Atriance was shown to be effective in a proportion of the patients in both studies. In the first study, among the 39 children and young adults who had failed two or more previous treatments, five (13%) had a complete response to treatment after a month, with no evidence of disease and normal blood counts. In the second study, among the 28 adults and adolescents who had failed two or more previous treatments, five (18%) had a complete response to treatment. In both studies, more patients had a partial response to Atriance treatment, with blood counts returning towards normal levels.

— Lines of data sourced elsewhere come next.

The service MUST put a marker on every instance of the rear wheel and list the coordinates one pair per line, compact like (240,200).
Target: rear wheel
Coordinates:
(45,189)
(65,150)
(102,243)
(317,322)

What is the risk associated?

The most common side effects with Atriance in adults (seen in more than 1 patient in 10) are infection, febrile neutropenia (low white blood cell counts with fever), neutropenia (low white blood cell counts), thrombocytopenia (low platelet counts), anaemia (low red blood cell counts), somnolence (sleepiness), peripheral neuropathy (damage to the nerves in the extremities), hypoesthesia (a reduced sense of touch), paresthesia (abnormal sensations), dizziness, headache, dyspnoea (breathlessness), cough, diarrhoea, vomiting, constipation, nausea (feeling sick), myalgia (muscle pain), oedema (swelling), pyrexia (fever), pain, fatigue (tiredness) and asthenia (weakness). Most of these side effects were also seen very commonly in children. For the full list of all side effects reported with Atriance, see the Package Leaflet.
Severe side effects affecting the brain and nervous system have been reported in patients taking Atriance, including somnolence, convulsions, and peripheral neuropathy causing numbness, unusual sensations, weakness and even paralysis. Patients should be monitored closely for these side effects and treatment stopped if necessary.
Atriance should not be used in people who may be hypersensitive (allergic) to nelarabine or any of the other ingredients.

Why has it been approved?

The Committee for Medicinal Products for Human Use (CHMP) noted that, due to the small number of patients with these diseases, the information to support the approval of Atriance is limited, but it agreed that the medicine could allow some patients to go on to receive a bone marrow transplant, increasing their chances of survival. Therefore, the Committee decided that Atriance?s benefits are greater than its risks for the treatment of patients with T-ALL and T-LBL whose disease has not responded to or has relapsed following treatment with at least two chemotherapy regimens. The Committee recommended that Atriance be given marketing authorisation.
Atriance has been authorised under ?Exceptional Circumstances?. This means that because the diseases are rare, it has not been possible to obtain complete information about Atriance. Every year, the European Medicines Agency (EMEA) will review any new information that may become available and this summary will be updated as necessary.